How To Keep Your Car Running In The Australian Outback

I'm absolutely positive these guys would do a bang up job on frame repairs as well.

It goes without saying that every episode features a different car, and they're all pretty awesome Aussie models from the '60s and '70s. They're not into collecting; their jam is simply getting there. Usually anticipating an upcoming gig in some dusty town, they're always in a hurry to get the car fixed so they can get on the road. That doesn't mean that they don't occasionally stop to help out a friend in need.
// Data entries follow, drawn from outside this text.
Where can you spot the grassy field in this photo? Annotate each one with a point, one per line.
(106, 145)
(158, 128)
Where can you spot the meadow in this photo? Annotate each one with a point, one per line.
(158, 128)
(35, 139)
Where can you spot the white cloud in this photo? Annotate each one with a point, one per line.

So if you like junk porn and the ultimate DIY tutorial, you'll get some fun repair ideas from the Bush Mechanics. The series came out in 2001, and there are only four episodes and a documentary. But as you will see (or have already seen), it's brilliant.

I wonder what the Bush Mechanics are up to these days. Taking a road trip with them would be amazing. If it didn't cost more than $2,000 to fly to Alice Springs from the U.S., I'd hop on the next flight. These guys need another Parking Lot Mechanic.